After nearly 30 years of craft making, craftsman Cheryl Sawh has become quite an expert in her field. Although her craft extends to jewelery, pen holders, belts among other things, Cheryl is best known for her creative handbags and purses.
After the birth of her first son, Cheryl, affectionately known as ‘Sherry’, chose to be a stay-at-home mom. She spent a lot of time browsing home magazines, always eyeing all the creative pieces until she saw something she loved so much, she decided to do it. “My first request was to cover a photo frame with no instructions to follow. So I got the necessary materials and got to work looking at the picture as my guide. I did and it was just as beautiful as in the magazine. I realized my hands were gifted, ”recalled Sherry. That was the first of many artistic pieces to follow.
That led her to gather twigs, dried flowers and silk to, or basically anything along the side of the road that looked like it could be recycled, to start making flowers. Her floral creations were a little hit with friends and family who placed orders.
This couldn’t have worked out better for the mother to stay home and realized she didn’t need to leave the house to get her business going. It was perfect really, Sherry said as she remembered setting up a table in the corner of her house with all her beautiful flowers and other crafts. Her friends told their friends and so on and before she knew it, she had built her own client.
Business was so great that word reached the then president of the Arts and Crafts Association, Austin Chung. The two met and Sherry later joined the association. “It was a great move because I was blessed to own one of the craft shops outside the General Post Office (GPO),” said the craftsman. For the artist, this was by no means a coincidence, as there was only one craft shop left that she truly believed was waiting for her. Her business is called Crafty Expressions.
After starting her business, Sherry realized that making flowers was seasonal and that she needed to provide other pieces for her to stay on the water.
A visit to Crafty Expressions outside the GPO today would reveal a variety of neatly decked items. Apart from those mentioned before, Sherry also has in his shop, fridge magnets, key rings, wreaths, dream catchers, jewelry boxes, wallets, slippers, calabash bowls, and colorful hetresses made from blu macaw. She also sells other pieces of art created by local artists.
When The Scene stopped by her shop, Sherry was making a belt of anaconda skin. There were holes punched on the skin along the sides through which he was weaving leather. It was a piece that had been ordered.
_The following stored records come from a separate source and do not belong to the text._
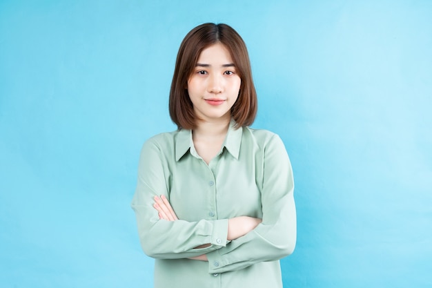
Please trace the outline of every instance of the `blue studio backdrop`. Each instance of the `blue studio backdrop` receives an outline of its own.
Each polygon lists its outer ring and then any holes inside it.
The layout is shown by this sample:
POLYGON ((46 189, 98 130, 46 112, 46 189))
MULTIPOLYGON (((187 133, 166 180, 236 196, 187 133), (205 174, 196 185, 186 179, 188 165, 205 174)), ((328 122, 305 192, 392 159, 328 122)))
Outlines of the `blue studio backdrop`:
POLYGON ((151 287, 130 207, 177 49, 243 37, 295 180, 286 287, 432 287, 432 1, 0 1, 0 287, 151 287))

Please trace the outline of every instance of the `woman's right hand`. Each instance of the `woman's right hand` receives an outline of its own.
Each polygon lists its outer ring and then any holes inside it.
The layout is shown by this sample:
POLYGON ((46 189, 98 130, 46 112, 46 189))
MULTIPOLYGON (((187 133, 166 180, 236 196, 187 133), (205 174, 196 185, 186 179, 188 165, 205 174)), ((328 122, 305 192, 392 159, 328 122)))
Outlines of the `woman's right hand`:
POLYGON ((262 219, 249 216, 239 216, 228 219, 228 240, 233 240, 242 237, 253 230, 262 219))

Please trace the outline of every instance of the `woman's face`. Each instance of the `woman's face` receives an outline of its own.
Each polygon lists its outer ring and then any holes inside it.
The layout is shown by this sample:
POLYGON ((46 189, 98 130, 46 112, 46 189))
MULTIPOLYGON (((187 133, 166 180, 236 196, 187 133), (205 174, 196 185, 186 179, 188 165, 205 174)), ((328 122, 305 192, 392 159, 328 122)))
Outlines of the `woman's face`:
POLYGON ((241 83, 224 45, 216 44, 203 50, 188 80, 188 92, 195 115, 206 122, 229 121, 241 83))

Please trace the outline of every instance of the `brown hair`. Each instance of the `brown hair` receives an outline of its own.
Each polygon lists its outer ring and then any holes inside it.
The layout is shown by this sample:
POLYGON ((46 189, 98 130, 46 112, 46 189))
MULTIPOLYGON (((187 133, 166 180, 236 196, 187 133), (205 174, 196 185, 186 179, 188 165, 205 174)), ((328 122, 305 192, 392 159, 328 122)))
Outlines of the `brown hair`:
POLYGON ((170 91, 170 116, 179 129, 193 129, 197 117, 188 93, 188 79, 193 73, 202 51, 217 43, 230 52, 242 84, 239 97, 231 108, 237 127, 250 126, 257 114, 257 93, 252 79, 251 63, 246 44, 240 35, 226 24, 206 23, 189 32, 183 39, 175 63, 170 91))

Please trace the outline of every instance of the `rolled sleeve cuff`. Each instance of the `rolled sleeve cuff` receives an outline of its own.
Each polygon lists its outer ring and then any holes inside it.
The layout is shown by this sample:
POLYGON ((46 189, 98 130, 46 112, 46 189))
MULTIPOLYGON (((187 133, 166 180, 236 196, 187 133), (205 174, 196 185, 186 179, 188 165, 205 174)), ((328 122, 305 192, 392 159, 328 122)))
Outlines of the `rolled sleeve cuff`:
POLYGON ((221 269, 225 266, 218 250, 206 254, 208 260, 208 273, 220 273, 221 269))

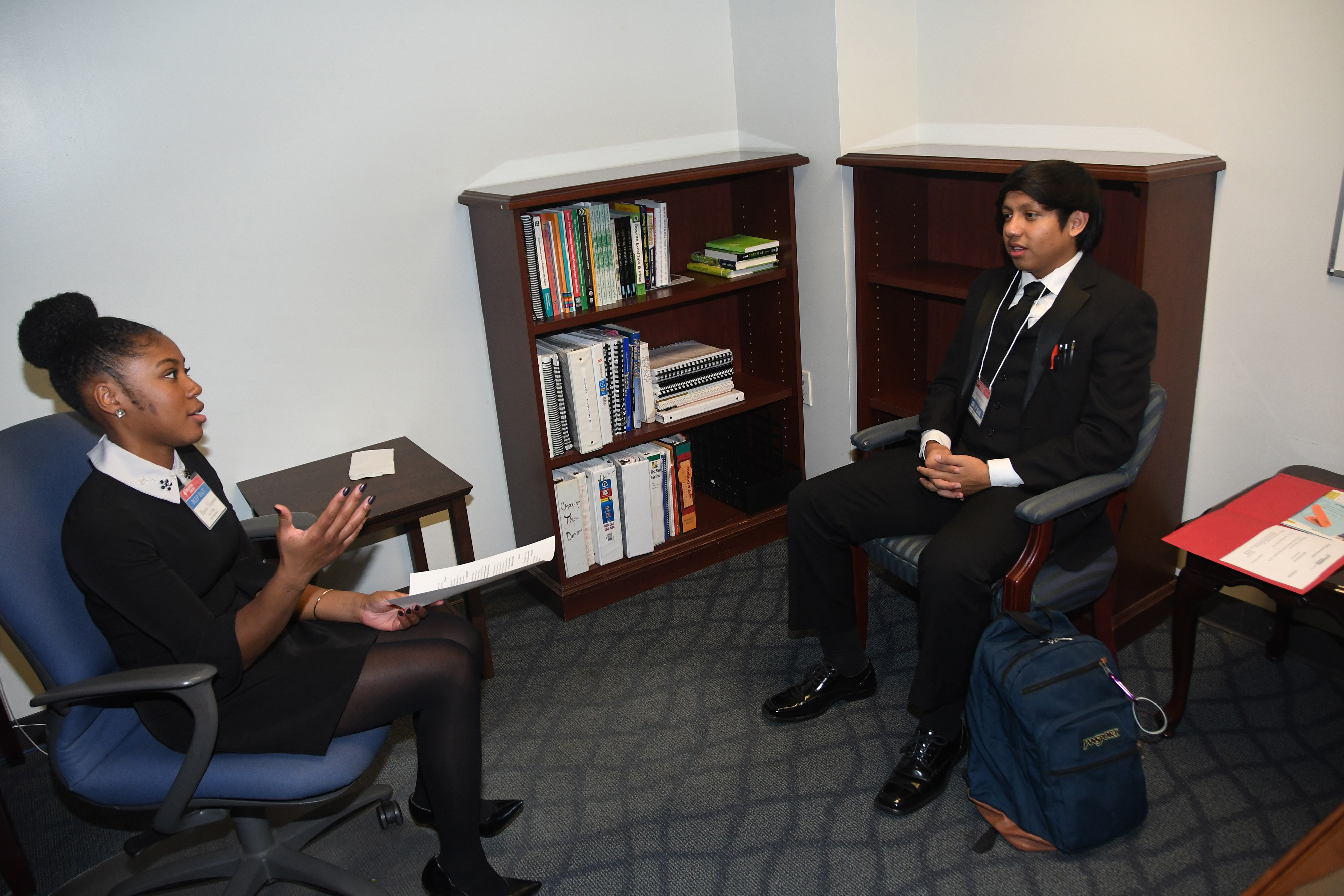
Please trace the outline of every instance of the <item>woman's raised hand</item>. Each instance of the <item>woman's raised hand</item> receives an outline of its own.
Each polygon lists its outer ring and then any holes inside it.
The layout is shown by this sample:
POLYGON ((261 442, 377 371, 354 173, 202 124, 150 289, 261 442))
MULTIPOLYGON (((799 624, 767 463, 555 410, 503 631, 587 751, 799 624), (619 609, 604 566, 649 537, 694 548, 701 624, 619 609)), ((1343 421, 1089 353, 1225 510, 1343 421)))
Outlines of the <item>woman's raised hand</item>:
POLYGON ((332 496, 323 514, 308 529, 294 528, 294 517, 289 508, 277 504, 280 525, 276 529, 276 545, 280 549, 281 566, 290 566, 308 579, 329 566, 344 553, 368 517, 374 496, 364 497, 364 485, 344 488, 332 496))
According to the craftsman, when she first opened her shop, all her bags were made by other local artists, but she thought that if she could learn to make a picture frame and flowers, she could certainly make her own handbags, and that’s what she specializes in today. She further explained that most of the bags she sold were of similar designs and she wanted to have more one-of-a-kind pieces available. Today Sherry bags are certainly different in design. Although it was the most challenging thing to learn, it became her favorite to create. “No more fancy nails,” she said, adding that it’s a small sacrifice for where she is in life today.
Making luggage, even though it started for business only, became a hobby for the artist, a thrill of a job, he explained, which cares for his livelihood. “I always advise doing what you love because you never get tired of doing it, even in the difficult times,” Sherry was adamant.
Many of her pieces are souvenir items that attract foreigners hoping to take a piece of Guyana back with them. Their pieces can be found throughout Guyana and beyond in various countries of the world. The peak time for business is during the Christmas season and in the summer when locals travel abroad.
With foreigners contributing to a large segment of the market, the pandemic has resulted in a poor year for the craft industry. However, with the Christmas season approaching, Sherry is catching up with orders. With no distractions, Sherry can make one of her luggage in a day. However, as a grandmother who guards her granddaughter in the shop among her other duties, she makes three to four bags a week, depending on the design. Once she made five clutch purse in a day.
Although the work of artisans is not as highly valued in Guyana as it should be, the passion for what it does is undeniable by the way the ordinary Guyanese see its value.
Sherry guarantees that the work she produces is not only one-of-a-kind but also quality work that is durable for many years to come.